Open Randy-H0 opened 3 years ago
We are probably 5-10 years off from end to end song generation, isn't it the equivalent of an AI writing a book? The good news is - can augment technologies today. There was some efforts recently by @robgon-art to create a midi song with structure based off GPT + midi https://github.com/robgon-art/ai-tunes
Any updates or tests on this with A100 GPU?
This is for anyone who is interested in trying to make something like jukebox.
One of the first things I noticed with jukebox is how it was coherent in lyrics and generated pretty good songs. I also noticed that it looked about 24 seconds back from where it is generating, it's like priming but from it's own data it just generated. This leaves the neural network with an issue, it can't create structures of a song properly. It creates the first chorus and by the time it is at the second chorus, it only knows about 24 seconds what happened before, this isn't optimal because it makes different choruses in the same song.
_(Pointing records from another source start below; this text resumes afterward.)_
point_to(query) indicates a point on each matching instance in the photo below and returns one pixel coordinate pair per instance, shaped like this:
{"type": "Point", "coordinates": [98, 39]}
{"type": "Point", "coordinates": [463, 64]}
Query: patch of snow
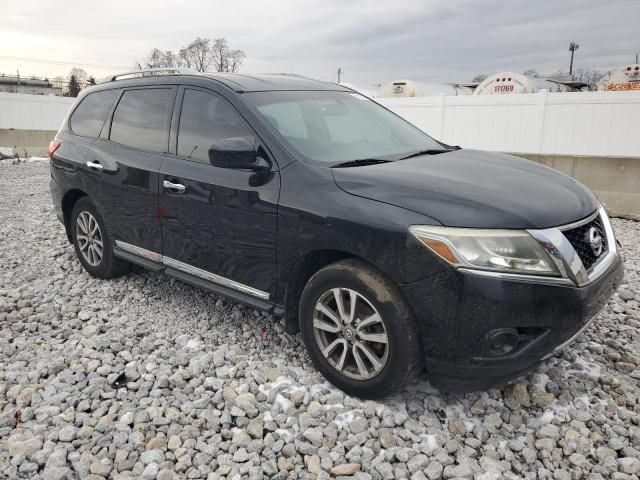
{"type": "Point", "coordinates": [345, 418]}
{"type": "Point", "coordinates": [590, 368]}
{"type": "Point", "coordinates": [282, 402]}
{"type": "Point", "coordinates": [286, 435]}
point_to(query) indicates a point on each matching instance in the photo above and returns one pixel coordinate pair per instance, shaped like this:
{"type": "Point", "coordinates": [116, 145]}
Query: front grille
{"type": "Point", "coordinates": [579, 239]}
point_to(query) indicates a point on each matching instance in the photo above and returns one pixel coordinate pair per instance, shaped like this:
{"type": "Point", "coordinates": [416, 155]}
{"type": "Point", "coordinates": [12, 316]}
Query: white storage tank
{"type": "Point", "coordinates": [409, 88]}
{"type": "Point", "coordinates": [621, 79]}
{"type": "Point", "coordinates": [510, 82]}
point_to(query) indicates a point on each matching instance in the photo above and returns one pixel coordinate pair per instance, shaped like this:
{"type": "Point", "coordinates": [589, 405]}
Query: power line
{"type": "Point", "coordinates": [59, 62]}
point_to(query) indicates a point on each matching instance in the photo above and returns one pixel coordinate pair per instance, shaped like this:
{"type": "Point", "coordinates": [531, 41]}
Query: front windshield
{"type": "Point", "coordinates": [334, 127]}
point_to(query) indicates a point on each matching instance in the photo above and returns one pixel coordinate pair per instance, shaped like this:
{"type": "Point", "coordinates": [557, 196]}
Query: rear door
{"type": "Point", "coordinates": [218, 224]}
{"type": "Point", "coordinates": [123, 167]}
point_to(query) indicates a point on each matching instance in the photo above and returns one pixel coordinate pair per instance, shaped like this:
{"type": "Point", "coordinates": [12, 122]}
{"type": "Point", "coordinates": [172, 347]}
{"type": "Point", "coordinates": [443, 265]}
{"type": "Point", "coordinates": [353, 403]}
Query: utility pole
{"type": "Point", "coordinates": [573, 46]}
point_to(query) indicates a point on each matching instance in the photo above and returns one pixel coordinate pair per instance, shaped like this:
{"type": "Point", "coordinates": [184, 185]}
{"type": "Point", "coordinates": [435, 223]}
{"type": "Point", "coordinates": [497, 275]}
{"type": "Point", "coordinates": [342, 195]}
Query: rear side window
{"type": "Point", "coordinates": [89, 117]}
{"type": "Point", "coordinates": [141, 119]}
{"type": "Point", "coordinates": [204, 120]}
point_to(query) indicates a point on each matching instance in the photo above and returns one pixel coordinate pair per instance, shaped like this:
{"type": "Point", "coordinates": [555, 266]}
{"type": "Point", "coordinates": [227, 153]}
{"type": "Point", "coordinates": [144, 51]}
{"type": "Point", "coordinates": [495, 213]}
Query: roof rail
{"type": "Point", "coordinates": [151, 72]}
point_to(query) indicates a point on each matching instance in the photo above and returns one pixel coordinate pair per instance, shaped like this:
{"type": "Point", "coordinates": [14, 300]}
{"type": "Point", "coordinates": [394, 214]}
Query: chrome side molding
{"type": "Point", "coordinates": [141, 252]}
{"type": "Point", "coordinates": [190, 269]}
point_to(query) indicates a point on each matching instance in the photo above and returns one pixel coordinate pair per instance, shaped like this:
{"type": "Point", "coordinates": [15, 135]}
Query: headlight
{"type": "Point", "coordinates": [512, 251]}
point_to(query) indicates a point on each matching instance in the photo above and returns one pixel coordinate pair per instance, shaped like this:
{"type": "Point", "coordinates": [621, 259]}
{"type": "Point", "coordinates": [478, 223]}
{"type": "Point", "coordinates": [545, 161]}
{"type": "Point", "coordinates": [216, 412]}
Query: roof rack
{"type": "Point", "coordinates": [151, 72]}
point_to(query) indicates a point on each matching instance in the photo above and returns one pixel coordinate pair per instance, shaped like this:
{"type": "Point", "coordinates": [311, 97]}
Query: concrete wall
{"type": "Point", "coordinates": [603, 124]}
{"type": "Point", "coordinates": [590, 136]}
{"type": "Point", "coordinates": [615, 180]}
{"type": "Point", "coordinates": [29, 122]}
{"type": "Point", "coordinates": [34, 142]}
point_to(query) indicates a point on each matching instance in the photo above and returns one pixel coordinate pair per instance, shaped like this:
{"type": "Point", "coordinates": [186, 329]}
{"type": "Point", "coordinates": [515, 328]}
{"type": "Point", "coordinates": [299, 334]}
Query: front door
{"type": "Point", "coordinates": [219, 224]}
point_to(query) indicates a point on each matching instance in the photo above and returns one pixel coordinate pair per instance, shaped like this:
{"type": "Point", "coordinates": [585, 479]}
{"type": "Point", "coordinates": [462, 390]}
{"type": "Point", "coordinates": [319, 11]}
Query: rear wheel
{"type": "Point", "coordinates": [92, 242]}
{"type": "Point", "coordinates": [359, 330]}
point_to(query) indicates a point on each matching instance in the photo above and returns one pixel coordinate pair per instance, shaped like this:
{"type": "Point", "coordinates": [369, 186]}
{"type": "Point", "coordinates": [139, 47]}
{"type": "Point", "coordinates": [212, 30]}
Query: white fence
{"type": "Point", "coordinates": [589, 123]}
{"type": "Point", "coordinates": [32, 112]}
{"type": "Point", "coordinates": [593, 123]}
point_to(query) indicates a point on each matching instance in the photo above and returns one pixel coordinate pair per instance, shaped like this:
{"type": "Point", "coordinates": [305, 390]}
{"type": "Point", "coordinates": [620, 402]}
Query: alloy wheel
{"type": "Point", "coordinates": [89, 238]}
{"type": "Point", "coordinates": [350, 333]}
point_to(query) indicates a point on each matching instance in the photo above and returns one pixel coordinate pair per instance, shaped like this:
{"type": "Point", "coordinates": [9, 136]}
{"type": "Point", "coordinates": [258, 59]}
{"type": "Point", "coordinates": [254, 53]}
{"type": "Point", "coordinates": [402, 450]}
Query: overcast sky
{"type": "Point", "coordinates": [373, 42]}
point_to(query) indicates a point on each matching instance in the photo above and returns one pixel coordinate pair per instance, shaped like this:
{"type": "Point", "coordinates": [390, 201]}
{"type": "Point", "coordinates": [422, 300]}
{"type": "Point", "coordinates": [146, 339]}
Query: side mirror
{"type": "Point", "coordinates": [235, 153]}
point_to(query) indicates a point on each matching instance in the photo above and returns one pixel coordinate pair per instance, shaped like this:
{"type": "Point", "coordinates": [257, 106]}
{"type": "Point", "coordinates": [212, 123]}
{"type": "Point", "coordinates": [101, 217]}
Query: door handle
{"type": "Point", "coordinates": [94, 165]}
{"type": "Point", "coordinates": [174, 187]}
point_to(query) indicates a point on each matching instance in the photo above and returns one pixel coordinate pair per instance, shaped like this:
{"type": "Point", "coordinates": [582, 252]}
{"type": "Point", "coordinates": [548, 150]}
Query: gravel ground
{"type": "Point", "coordinates": [214, 389]}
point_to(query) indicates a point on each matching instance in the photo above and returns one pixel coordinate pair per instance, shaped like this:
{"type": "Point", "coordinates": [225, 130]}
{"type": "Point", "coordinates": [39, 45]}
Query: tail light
{"type": "Point", "coordinates": [53, 146]}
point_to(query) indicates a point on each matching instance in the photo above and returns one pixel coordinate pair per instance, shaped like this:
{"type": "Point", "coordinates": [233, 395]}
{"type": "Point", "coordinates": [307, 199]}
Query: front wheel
{"type": "Point", "coordinates": [359, 330]}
A possible solution for this is to use the pre-made labels in the lyrics. [Verse], [Chorus], [pre-Chorus], etc... You configure it in a way that allows the neural network to put like 4-6 seconds of the verse in it's memory and maybe 10-12 seconds of the chorus, you use something that predicts the structure of a song and then you use the audio it has as a reference.
Another thing is speed, currently, on google colab it takes about 1 hour per minute, which is slow and thus cannot be used in interactive applications stated in the blog.
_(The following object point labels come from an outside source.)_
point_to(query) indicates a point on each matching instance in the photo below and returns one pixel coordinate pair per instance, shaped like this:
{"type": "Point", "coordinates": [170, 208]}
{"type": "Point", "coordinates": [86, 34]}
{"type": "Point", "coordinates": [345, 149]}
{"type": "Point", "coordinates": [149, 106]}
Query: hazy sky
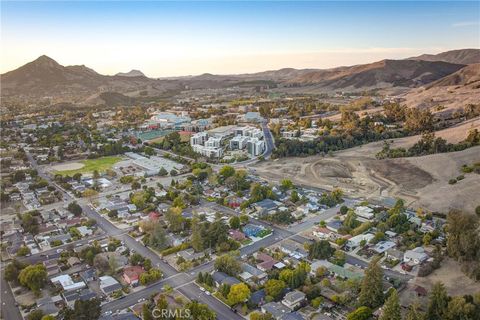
{"type": "Point", "coordinates": [182, 38]}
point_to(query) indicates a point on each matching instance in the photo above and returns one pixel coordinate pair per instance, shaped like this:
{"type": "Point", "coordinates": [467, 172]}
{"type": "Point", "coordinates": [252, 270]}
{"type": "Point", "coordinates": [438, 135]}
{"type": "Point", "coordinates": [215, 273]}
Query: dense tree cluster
{"type": "Point", "coordinates": [463, 241]}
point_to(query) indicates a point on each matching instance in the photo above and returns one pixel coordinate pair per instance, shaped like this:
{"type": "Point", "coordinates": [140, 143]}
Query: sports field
{"type": "Point", "coordinates": [90, 165]}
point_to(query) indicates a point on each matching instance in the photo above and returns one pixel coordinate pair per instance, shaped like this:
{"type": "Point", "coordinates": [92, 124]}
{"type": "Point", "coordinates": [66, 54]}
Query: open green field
{"type": "Point", "coordinates": [90, 165]}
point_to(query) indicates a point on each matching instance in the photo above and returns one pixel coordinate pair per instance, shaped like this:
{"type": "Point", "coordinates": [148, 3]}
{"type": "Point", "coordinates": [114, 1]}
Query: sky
{"type": "Point", "coordinates": [179, 38]}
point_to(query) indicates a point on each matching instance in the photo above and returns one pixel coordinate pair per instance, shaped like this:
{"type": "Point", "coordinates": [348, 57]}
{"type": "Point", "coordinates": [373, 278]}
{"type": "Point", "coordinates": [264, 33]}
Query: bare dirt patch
{"type": "Point", "coordinates": [420, 181]}
{"type": "Point", "coordinates": [68, 166]}
{"type": "Point", "coordinates": [403, 173]}
{"type": "Point", "coordinates": [455, 281]}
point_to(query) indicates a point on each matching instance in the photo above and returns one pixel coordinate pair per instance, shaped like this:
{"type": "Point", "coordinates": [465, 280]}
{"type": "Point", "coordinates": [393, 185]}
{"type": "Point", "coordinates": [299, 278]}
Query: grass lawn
{"type": "Point", "coordinates": [90, 165]}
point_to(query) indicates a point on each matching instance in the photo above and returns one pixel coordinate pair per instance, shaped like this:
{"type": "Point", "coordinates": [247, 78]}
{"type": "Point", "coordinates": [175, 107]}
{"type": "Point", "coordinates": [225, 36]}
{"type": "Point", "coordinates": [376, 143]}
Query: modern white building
{"type": "Point", "coordinates": [238, 142]}
{"type": "Point", "coordinates": [213, 142]}
{"type": "Point", "coordinates": [170, 120]}
{"type": "Point", "coordinates": [199, 138]}
{"type": "Point", "coordinates": [222, 132]}
{"type": "Point", "coordinates": [209, 152]}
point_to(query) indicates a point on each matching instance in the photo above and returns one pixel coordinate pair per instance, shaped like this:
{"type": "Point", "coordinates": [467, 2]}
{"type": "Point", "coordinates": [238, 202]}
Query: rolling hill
{"type": "Point", "coordinates": [463, 56]}
{"type": "Point", "coordinates": [44, 77]}
{"type": "Point", "coordinates": [381, 74]}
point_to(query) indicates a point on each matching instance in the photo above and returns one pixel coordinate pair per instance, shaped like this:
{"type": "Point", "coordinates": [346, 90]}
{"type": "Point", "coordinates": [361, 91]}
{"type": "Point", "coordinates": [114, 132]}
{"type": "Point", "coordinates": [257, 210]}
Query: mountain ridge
{"type": "Point", "coordinates": [46, 77]}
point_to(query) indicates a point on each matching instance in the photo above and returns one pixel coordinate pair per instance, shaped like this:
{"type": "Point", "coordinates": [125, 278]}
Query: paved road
{"type": "Point", "coordinates": [183, 282]}
{"type": "Point", "coordinates": [9, 310]}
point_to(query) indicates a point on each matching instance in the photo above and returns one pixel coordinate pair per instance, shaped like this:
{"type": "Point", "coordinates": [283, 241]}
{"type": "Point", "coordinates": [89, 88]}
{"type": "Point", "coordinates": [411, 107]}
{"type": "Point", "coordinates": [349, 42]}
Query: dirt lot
{"type": "Point", "coordinates": [456, 282]}
{"type": "Point", "coordinates": [421, 181]}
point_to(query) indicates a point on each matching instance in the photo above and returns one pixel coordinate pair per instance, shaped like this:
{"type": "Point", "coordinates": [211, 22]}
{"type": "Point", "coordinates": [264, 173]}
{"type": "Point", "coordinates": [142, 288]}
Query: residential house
{"type": "Point", "coordinates": [252, 274]}
{"type": "Point", "coordinates": [190, 254]}
{"type": "Point", "coordinates": [383, 246]}
{"type": "Point", "coordinates": [251, 230]}
{"type": "Point", "coordinates": [131, 274]}
{"type": "Point", "coordinates": [276, 309]}
{"type": "Point", "coordinates": [237, 235]}
{"type": "Point", "coordinates": [293, 299]}
{"type": "Point", "coordinates": [415, 256]}
{"type": "Point", "coordinates": [325, 234]}
{"type": "Point", "coordinates": [257, 298]}
{"type": "Point", "coordinates": [67, 283]}
{"type": "Point", "coordinates": [394, 254]}
{"type": "Point", "coordinates": [364, 212]}
{"type": "Point", "coordinates": [334, 225]}
{"type": "Point", "coordinates": [356, 241]}
{"type": "Point", "coordinates": [88, 275]}
{"type": "Point", "coordinates": [109, 285]}
{"type": "Point", "coordinates": [266, 206]}
{"type": "Point", "coordinates": [51, 266]}
{"type": "Point", "coordinates": [222, 278]}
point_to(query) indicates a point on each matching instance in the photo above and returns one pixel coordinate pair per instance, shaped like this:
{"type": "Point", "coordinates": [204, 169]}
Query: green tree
{"type": "Point", "coordinates": [414, 312]}
{"type": "Point", "coordinates": [274, 288]}
{"type": "Point", "coordinates": [235, 222]}
{"type": "Point", "coordinates": [12, 270]}
{"type": "Point", "coordinates": [33, 277]}
{"type": "Point", "coordinates": [238, 293]}
{"type": "Point", "coordinates": [23, 251]}
{"type": "Point", "coordinates": [85, 310]}
{"type": "Point", "coordinates": [294, 196]}
{"type": "Point", "coordinates": [157, 237]}
{"type": "Point", "coordinates": [196, 239]}
{"type": "Point", "coordinates": [371, 293]}
{"type": "Point", "coordinates": [362, 313]}
{"type": "Point", "coordinates": [260, 316]}
{"type": "Point", "coordinates": [74, 208]}
{"type": "Point", "coordinates": [391, 308]}
{"type": "Point", "coordinates": [200, 311]}
{"type": "Point", "coordinates": [460, 309]}
{"type": "Point", "coordinates": [226, 172]}
{"type": "Point", "coordinates": [320, 250]}
{"type": "Point", "coordinates": [146, 313]}
{"type": "Point", "coordinates": [229, 264]}
{"type": "Point", "coordinates": [437, 303]}
{"type": "Point", "coordinates": [162, 172]}
{"type": "Point", "coordinates": [286, 184]}
{"type": "Point", "coordinates": [149, 151]}
{"type": "Point", "coordinates": [35, 315]}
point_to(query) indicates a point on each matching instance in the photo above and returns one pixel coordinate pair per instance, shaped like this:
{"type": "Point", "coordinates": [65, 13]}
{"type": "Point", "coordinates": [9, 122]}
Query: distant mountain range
{"type": "Point", "coordinates": [131, 73]}
{"type": "Point", "coordinates": [45, 77]}
{"type": "Point", "coordinates": [463, 56]}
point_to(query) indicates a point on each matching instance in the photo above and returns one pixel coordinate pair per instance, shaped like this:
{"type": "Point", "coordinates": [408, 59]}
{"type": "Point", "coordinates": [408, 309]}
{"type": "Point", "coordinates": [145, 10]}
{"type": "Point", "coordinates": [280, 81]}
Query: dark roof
{"type": "Point", "coordinates": [223, 278]}
{"type": "Point", "coordinates": [292, 316]}
{"type": "Point", "coordinates": [258, 297]}
{"type": "Point", "coordinates": [87, 274]}
{"type": "Point", "coordinates": [267, 204]}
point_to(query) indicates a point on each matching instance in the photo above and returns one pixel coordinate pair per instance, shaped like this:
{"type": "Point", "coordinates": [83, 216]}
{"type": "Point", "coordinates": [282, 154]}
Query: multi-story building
{"type": "Point", "coordinates": [213, 142]}
{"type": "Point", "coordinates": [255, 147]}
{"type": "Point", "coordinates": [238, 142]}
{"type": "Point", "coordinates": [199, 138]}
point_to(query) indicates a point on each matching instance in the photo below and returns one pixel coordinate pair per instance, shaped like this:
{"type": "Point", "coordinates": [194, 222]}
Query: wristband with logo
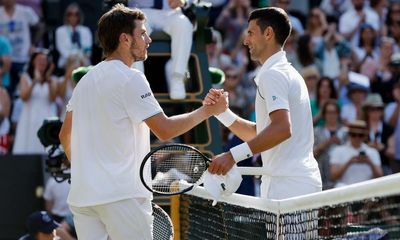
{"type": "Point", "coordinates": [241, 152]}
{"type": "Point", "coordinates": [227, 118]}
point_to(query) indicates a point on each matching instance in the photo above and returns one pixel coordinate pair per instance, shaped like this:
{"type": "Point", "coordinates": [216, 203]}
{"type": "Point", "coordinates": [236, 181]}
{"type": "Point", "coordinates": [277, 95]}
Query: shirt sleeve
{"type": "Point", "coordinates": [138, 99]}
{"type": "Point", "coordinates": [32, 17]}
{"type": "Point", "coordinates": [274, 88]}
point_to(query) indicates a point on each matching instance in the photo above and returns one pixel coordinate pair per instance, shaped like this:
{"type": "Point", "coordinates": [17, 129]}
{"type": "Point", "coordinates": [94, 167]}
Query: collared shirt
{"type": "Point", "coordinates": [280, 86]}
A solution could be to try to optimize the neural network or use a very, very fast GPU, like a a100. I've heard that this gpu can upsample 3 samples 1 minute fully in about 1 hour. This means that synthesising the bottom layer would probably take even less, so this could be dropped down to 1-2 hours. But currently, the tesla a100 is kinda expensive and not available for a lot of people.
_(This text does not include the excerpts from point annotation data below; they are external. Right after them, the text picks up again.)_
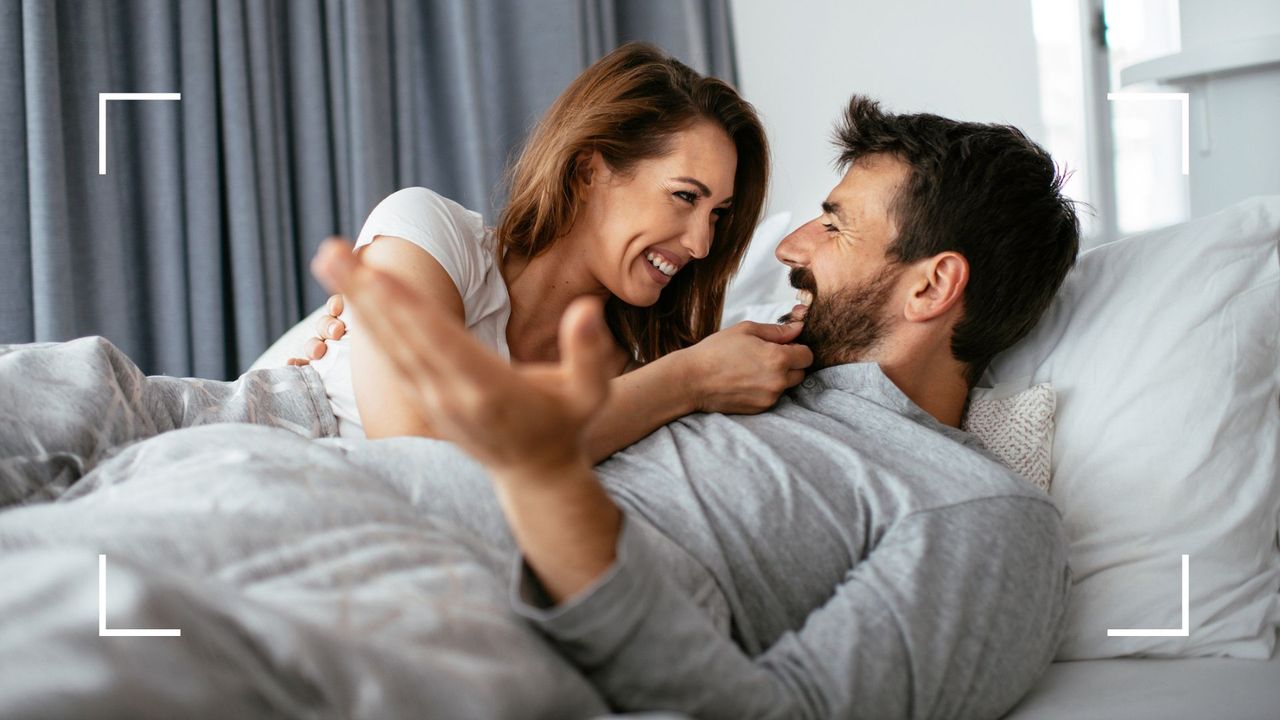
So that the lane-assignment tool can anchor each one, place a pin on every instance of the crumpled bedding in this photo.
(309, 578)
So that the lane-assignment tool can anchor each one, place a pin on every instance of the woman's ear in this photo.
(938, 286)
(584, 165)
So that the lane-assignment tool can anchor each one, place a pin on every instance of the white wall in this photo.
(799, 62)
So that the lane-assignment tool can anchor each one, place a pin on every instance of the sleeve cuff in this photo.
(592, 624)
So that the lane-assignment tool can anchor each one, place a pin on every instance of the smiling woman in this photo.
(641, 186)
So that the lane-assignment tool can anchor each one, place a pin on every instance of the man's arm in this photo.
(526, 424)
(955, 614)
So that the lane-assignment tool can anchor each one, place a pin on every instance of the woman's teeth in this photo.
(663, 267)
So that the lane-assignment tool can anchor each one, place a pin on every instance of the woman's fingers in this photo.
(315, 349)
(330, 328)
(421, 342)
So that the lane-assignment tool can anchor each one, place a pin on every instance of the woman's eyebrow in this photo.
(702, 187)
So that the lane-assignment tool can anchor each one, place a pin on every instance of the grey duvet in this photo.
(309, 578)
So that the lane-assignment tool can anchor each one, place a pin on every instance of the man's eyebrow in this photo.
(702, 187)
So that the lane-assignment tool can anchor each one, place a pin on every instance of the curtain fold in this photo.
(296, 118)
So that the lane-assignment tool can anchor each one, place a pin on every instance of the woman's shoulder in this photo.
(426, 206)
(424, 217)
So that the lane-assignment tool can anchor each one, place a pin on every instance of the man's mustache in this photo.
(801, 278)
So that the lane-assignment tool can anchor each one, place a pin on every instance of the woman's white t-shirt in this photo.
(467, 251)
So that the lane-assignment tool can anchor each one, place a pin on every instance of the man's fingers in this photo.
(772, 332)
(585, 349)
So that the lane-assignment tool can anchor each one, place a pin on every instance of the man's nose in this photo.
(796, 249)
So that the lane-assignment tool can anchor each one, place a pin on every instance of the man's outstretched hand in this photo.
(525, 424)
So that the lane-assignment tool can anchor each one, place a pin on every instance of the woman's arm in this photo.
(385, 402)
(741, 369)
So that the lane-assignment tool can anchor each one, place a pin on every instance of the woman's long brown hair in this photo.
(627, 106)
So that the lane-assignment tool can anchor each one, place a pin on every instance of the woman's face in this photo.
(641, 228)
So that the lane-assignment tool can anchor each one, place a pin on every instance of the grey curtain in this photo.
(296, 118)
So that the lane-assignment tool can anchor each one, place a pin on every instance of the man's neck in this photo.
(933, 381)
Another thing is how coherent this neural network is. Yes, it's very flexible and is able to say words it has never heard of because of how it was trained, but the problem is that all of the models were trained differently. As example, the Ed Sheeran model performs very, very good but I didn't get as good of results with the Shawn Mendez model or Ariana grande model. Yes, the results still were pretty good but not that good, this isn't because the neural network is an ed sheeran fan, no, these models were just trained on less, different or complex information which is the reality of music.
To fix this, you can try training or finetuning your own model with a bunch of songs and try to train it longer until you are satisfied.
Please note, I'm not a machine learning expert, I merely play around with neural networks and just try to have fun. I'm sure that a lot of this information can be wrong or false, if it is, please correct me!